Puisque le festival de Cannes bat son plein, nous avons décidé de remettre en une le texte de Jean-Baptiste Thoret sur Monsieur Klein. La première mondiale du chef d’œuvre de Joseph Losey a justement eu lieu lors du festival de 1976 où il n’obtint aucun prix. 1976 fut l’année de Taxi Driver, de Cria cuervos et de La marquise d’O… , de José Luis Gomez, qui reçut le prix d’interprétation masculine, et non pas de Monsieur Klein, ni d’Alain Delon, pourtant génial dans ce qui demeure l’un de ses plus beaux rôles. Robert Klein fournit une des plus puissantes figures, à la fois juive et non-juive, de personnage perdu dans le doute qui constitue son identité. Comme l’écrit Jean-Baptiste Thoret : « Au fond, toute identité, nous dit M. Klein, est un cas douteux. Au cours de la première partie, Klein s’échine à trouver des preuves qu’il est un non-juif mais peu à peu, la frontière entre lui et l’autre vacille, s’obscurcit, flirte même avec les territoires du fantastique et de l’absurde.
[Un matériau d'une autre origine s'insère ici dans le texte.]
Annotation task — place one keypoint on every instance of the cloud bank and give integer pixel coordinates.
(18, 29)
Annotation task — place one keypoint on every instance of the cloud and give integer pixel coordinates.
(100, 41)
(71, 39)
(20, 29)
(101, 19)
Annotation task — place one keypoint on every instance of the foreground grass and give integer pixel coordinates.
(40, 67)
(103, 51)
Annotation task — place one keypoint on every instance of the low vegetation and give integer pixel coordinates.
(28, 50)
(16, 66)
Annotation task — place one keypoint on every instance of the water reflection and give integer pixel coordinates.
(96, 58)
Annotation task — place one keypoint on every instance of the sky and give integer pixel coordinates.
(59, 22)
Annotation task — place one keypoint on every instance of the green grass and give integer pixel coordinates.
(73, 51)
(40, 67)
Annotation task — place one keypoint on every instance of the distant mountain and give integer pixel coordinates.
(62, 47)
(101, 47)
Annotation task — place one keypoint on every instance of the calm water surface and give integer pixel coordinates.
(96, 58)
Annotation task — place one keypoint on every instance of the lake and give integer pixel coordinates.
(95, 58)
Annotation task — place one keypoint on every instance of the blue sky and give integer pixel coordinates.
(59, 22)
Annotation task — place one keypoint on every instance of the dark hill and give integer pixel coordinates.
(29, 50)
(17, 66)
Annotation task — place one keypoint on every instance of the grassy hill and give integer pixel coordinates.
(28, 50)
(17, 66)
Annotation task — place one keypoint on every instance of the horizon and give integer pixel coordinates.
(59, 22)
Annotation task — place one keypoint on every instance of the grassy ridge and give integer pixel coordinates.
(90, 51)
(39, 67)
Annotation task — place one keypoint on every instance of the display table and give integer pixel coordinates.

Le scénario du film construit une identification forcée entre Klein et son homonyme juif (…) L’ultime geste du personnage, suicidaire à bien des égards, est celui d’un homme qui se projette littéralement à l’intérieur d’une identité qui lui a été imposée et qu’il choisit, in fine et contre toute attente, d’embrasser. » Histoire d’une métamorphose jusque dans la mort.